The club shop is, I mean … wow. I don’t even know what to say.
Around the stadium, one can still find patches of the old “ground” days. Two pubs on the street, the Albert and the Park, brim with atmosphere on game day.
And we popped into a local cafe, Georgie Porgy’s, for an absolutely classic (read: cheap and not very good) cafe meal. I got a Scouse Pie, because I had read people in town are called Scousers and this comes from a local stew called scouse. So I asked what is in a scouse pie, and the over-worked lad behind the counter said, “Scouse.” After an awkward silence, I said, “Right, I’ll have that.”

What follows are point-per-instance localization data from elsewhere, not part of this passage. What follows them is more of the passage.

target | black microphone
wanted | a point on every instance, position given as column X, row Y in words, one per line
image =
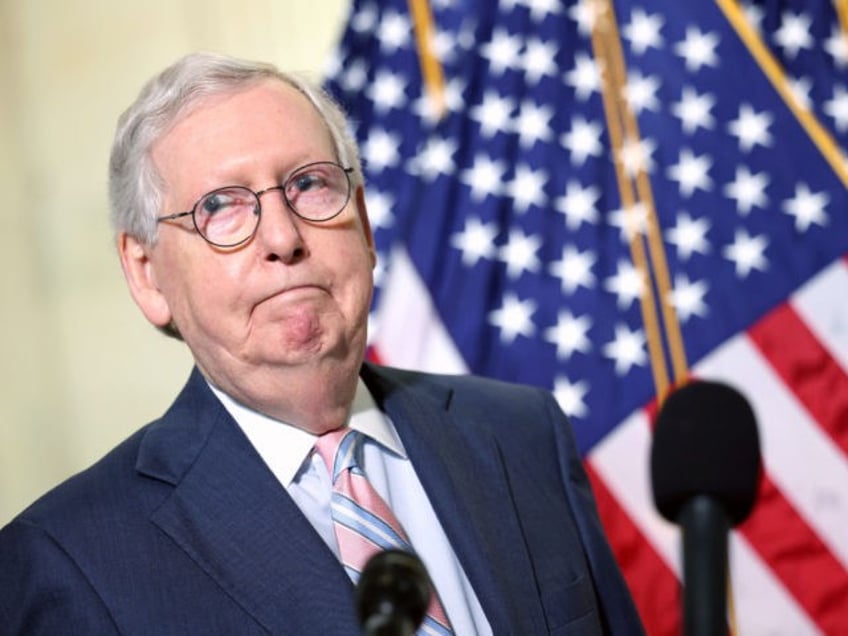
column 705, row 468
column 393, row 594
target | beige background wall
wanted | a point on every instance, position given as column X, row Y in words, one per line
column 79, row 366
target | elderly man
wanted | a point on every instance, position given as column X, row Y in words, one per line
column 286, row 462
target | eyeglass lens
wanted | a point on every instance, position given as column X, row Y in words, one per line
column 229, row 216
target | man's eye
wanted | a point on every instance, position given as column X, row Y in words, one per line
column 219, row 201
column 307, row 182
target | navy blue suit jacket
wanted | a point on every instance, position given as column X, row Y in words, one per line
column 182, row 529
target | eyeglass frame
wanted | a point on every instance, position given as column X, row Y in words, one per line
column 258, row 194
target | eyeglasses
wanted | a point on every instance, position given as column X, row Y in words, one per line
column 229, row 216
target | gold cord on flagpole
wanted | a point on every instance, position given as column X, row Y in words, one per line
column 624, row 130
column 431, row 67
column 842, row 14
column 773, row 71
column 659, row 265
column 612, row 90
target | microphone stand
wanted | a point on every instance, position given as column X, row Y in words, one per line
column 705, row 528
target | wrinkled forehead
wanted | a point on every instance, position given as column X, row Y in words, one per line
column 260, row 112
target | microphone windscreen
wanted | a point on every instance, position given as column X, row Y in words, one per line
column 393, row 593
column 705, row 443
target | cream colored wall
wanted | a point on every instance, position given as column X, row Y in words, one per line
column 79, row 366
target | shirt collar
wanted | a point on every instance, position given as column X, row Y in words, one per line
column 284, row 447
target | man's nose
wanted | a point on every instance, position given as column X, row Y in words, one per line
column 279, row 227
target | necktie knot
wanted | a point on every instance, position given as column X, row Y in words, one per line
column 338, row 450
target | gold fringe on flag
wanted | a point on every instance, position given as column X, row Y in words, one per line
column 773, row 71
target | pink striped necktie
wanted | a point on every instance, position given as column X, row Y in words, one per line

Having now eaten a scouse pie, you might think I could tell you what’s in it. I’ll try. It’s … gray. There appear to be peas in it. Perhaps carrots as well. There was a crust down there somewhere. It was pretty awful. But it was also like £2.90, it filled me right up, and they had the decency to slather it with gravy. And I am sure there is better scouse available elsewhere in town … right?
I sound cynical (and hell, I am) but I am thoroughly impressed by everything Liverpool FC has become, “club” or not. And it’s also true that I am glad some of the old touches (minus the Yellow Mersey) survive. And the game I saw that night bordered on a footballing religious experience.
So yeah, go and tour Anfield. And get into a game if you can (I can help). Because whatever Liverpool is or isn’t, they and their stadium are absolutely the Big Time.